А после того как она учинила подобное над одним политиком — он был председателем то ли какого-то местного совета, то ли комитета, то ли чего-то еще в таком роде, — пояснив, что его «даже случайно нельзя принять за человека», ее отправили на освидетельствование в психиатрическую клинику. Откуда она никогда не вышла. Умерла она как-то утром, нагая, вся покрытая слоем помады, возможно, всю ночь обводила кружочками различия, начав с собственных губ, а затем спиралями переходя на щеки, лоб, шею, грудь и дальше, покуда на ее теле не осталось свободного места.


Шторка черной камеры: год восемнадцатый

Маленькая фотография для удостоверения личности. Слишком строгая. Фотографии для документов подразумевают основательность и серьезность. Даже несмотря на то, что государство, которое постепенно заносит тебя во множество своих документов, формуляров, картотек, совершенно несерьезно и неосновательно. Но это выясняется только через некоторое время, когда уже поздно, когда пути назад нет...

А начинается все с того, что фотограф — все тот же вечный Чорбич — растягивает у тебя за спиной матерчатый экран синего цвета, который отлично контрастирует с лицом и закрывает не только паутину, но и всякую рухлядь в глубинах его ателье. Затем Чорбич особым образом, «артистически», двумя пальцами, невероятно тщательно распределяет складки задника. Ткань пропитана пылью, и в солнечном свете повисает облако мельчайших пылинок...

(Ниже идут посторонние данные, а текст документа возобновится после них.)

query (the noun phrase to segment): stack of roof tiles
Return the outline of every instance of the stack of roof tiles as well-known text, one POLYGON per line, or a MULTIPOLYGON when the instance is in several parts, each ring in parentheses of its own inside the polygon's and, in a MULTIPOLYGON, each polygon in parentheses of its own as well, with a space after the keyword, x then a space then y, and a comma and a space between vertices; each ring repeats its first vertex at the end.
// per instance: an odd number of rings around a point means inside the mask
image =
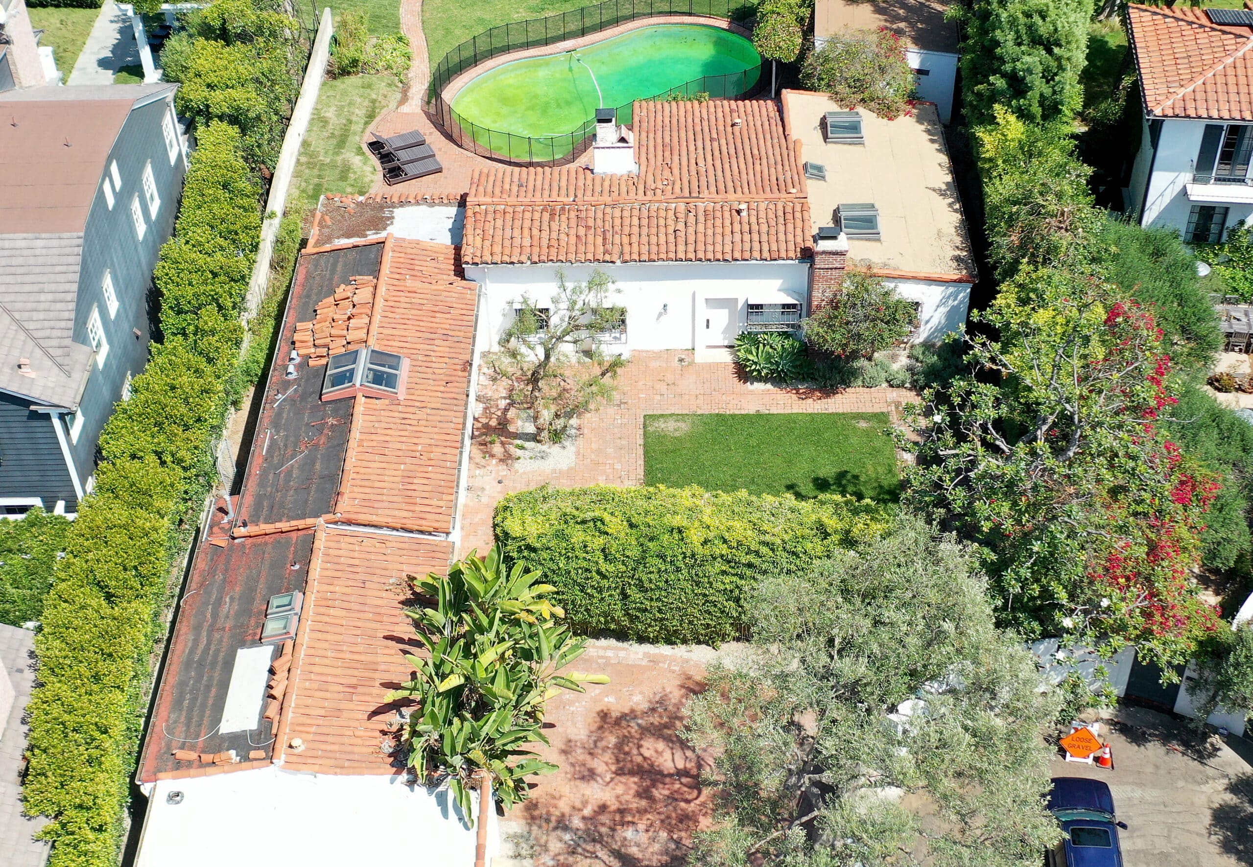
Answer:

Потом Чорбич просит тебя сесть попрямее. Ты оглядываешься по сторонам, рассматриваешь многочисленные снимки, развешанные по стенам: чужие фотографии для ученических билетов, паспортов, водительских прав, чужие фотографии из армии, с венчаний, для некрологов, чужие фотографии на фарфоре, для надгробий... Смотришь на все эти сюжеты, и тебе становится ясно, что того же самого ждут и от тебя. В таком или несколько ином порядке...

«Не зевай! Закрой рот и не моргай, смотри в объектив!» — распоряжается Чорбич.

Ты подчиняешься и в этом. Закрываешь рот, не моргаешь, смотришь в объектив, тебе отлично видно, как там, по другую сторону аппарата, шторка, шторка черной камеры на миг открывается и тут же закрывается. Хочешь не хочешь, невидимая частичка тебя теперь  навеки заперта в мышеловке. Все это сопровождается резким щелчком и удовлетворенным цоканьем Чорбича.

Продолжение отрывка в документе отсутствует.